Tensions in the Free State town of Senekal have run high for days, with talk of ‘civil war’ in anticipation of the court appearance of Sekwetje Mahlamba, 32, and Sekola Matlaletsa, 44, who are accused of murdering farm worker Brendin Horner.
Police manned roadblocks on both entry points into the town, with cars being searched for firearms, and used coils of barbed wire to partition the town into quarters, isolating anti-farm murder protesters; the Economic Freedom Fighters (EFF); the African National Congress (ANC) Youth League; and the courthouse from one another.
Besides a few verbal altercations, and zap-signs from buses, the morning was peaceful. Outwardly, the crowd was relaxed – though when I asked a group of ambling EFF supporters how they felt, I was told to go away and ‘send an African journalist to talk to us’.
Deputy leader of the EFF Floyd Shivambu said the party’s mission was not to protest over farm murders, but rather to ‘defend state infrastructure’. Shivambu chanted ‘phanzi Ramaphosa’ [down with Ramaphosa] and ‘phanzi racism’. He went on to explain that the EFF was a ‘distinct party’ because it did not participate in the Codesa negotiations in 1990s that paved the way to South Africa’s constitutional democracy, which he characterised as ‘racist’ because ‘it left white people with the land’.
Shivambu called repeatedly for ‘discipline’, which was well observed through the morning. At 10am, Julius Malema arrived on the EFF stage to say speeches would be given later, adding: ‘Don’t play music … sing on your own. This is your town.’
The EFF crowd thinned considerably, with barely 100 members remaining to sing in the sun. The ANC Youth League crowd dissipated, too, though music blared from speakers in their quarter.
In the courtroom, the magistrate heard arguments against any live recording of Mahlamba and Metlaletsa’s bail hearing, ultimately deciding in favour of the state’s argument against exposing images of the witnesses before their cross-examination.
The major pinch-point this morning was outside Senekal’s Wimpy, three blocks from the EFF stage but adjacent the anti-farm murder protesters.
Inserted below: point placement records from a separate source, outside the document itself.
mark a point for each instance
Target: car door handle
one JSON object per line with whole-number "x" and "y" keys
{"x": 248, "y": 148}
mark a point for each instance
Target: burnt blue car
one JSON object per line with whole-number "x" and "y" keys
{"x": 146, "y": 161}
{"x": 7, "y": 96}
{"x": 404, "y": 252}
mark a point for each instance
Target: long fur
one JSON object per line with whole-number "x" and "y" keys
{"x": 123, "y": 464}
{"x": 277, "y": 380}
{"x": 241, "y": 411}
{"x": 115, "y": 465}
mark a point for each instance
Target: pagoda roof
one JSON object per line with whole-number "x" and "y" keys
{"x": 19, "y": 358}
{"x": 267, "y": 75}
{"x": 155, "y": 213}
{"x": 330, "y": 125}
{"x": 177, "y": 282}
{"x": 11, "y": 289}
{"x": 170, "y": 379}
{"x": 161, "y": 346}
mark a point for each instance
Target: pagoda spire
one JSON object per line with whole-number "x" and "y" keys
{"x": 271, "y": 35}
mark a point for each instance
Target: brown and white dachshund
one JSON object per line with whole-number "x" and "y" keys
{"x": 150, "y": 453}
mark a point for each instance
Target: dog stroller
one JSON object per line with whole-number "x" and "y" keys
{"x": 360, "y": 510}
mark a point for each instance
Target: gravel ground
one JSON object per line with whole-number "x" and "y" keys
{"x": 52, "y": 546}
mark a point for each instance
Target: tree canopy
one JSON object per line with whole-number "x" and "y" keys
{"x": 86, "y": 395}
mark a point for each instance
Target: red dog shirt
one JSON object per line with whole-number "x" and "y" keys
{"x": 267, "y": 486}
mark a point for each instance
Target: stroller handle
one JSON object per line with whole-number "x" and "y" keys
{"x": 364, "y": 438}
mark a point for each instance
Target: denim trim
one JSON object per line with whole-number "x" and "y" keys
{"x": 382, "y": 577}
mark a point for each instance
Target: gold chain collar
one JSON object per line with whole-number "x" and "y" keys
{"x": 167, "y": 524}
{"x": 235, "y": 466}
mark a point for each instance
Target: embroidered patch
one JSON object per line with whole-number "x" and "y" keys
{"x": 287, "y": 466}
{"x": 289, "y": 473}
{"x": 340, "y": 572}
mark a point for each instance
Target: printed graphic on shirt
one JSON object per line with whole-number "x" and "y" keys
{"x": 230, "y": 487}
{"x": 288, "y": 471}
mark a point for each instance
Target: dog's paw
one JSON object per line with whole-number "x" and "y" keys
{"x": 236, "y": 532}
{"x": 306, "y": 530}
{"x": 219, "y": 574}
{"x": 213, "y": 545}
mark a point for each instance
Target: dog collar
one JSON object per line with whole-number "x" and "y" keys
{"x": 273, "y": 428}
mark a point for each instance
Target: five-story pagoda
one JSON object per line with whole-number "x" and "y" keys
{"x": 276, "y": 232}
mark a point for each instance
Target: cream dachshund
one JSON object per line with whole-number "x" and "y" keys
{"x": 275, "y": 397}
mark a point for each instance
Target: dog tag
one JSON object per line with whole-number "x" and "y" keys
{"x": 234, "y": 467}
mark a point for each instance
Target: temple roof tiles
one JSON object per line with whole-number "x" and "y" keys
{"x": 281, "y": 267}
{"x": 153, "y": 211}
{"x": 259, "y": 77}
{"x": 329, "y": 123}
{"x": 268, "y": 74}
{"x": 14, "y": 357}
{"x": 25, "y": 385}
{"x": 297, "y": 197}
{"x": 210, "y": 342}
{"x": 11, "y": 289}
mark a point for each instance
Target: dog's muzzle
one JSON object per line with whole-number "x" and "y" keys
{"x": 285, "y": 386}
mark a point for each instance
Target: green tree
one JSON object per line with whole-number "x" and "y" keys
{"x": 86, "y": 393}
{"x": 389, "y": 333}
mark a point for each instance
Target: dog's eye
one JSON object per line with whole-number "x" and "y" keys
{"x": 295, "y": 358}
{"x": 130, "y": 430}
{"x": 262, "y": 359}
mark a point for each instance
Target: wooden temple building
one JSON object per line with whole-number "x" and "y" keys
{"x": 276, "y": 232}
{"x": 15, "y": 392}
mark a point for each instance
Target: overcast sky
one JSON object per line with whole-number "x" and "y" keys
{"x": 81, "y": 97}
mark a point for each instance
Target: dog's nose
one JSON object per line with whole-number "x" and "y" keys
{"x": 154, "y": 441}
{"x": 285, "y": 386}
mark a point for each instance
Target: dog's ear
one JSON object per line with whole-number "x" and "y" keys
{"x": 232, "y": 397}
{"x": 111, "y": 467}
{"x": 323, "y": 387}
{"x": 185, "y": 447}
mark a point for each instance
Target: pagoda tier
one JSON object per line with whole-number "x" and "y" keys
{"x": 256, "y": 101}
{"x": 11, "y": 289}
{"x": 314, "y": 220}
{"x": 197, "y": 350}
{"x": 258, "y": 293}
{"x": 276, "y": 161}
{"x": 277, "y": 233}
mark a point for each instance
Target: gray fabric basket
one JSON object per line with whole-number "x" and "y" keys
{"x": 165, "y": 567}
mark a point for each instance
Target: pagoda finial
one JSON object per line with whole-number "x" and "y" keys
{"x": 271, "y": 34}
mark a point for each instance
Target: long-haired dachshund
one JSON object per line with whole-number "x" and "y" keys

TimesLive reported that ‘EFF supporters…threw rocks and empty beer bottles at bikers who attempted to pass’. At least three concrete public rubbish bins were broken, with chunks of concrete strewn on the street.
At one point, a large crowd of EFF supporters waiting for their leader blocked the street by the Wimpy, making entry and exit from Senekal impossible.
A SAPS officer, who asked not to be named, grinned, urging patience. ‘Their leader will return and they will leave this road. Everyone is still sober. This is a day to make everyone sweat but now it is just from the heat not the blood.’
Another officer added: ‘I am not saying this to be complacent, but so far so good.’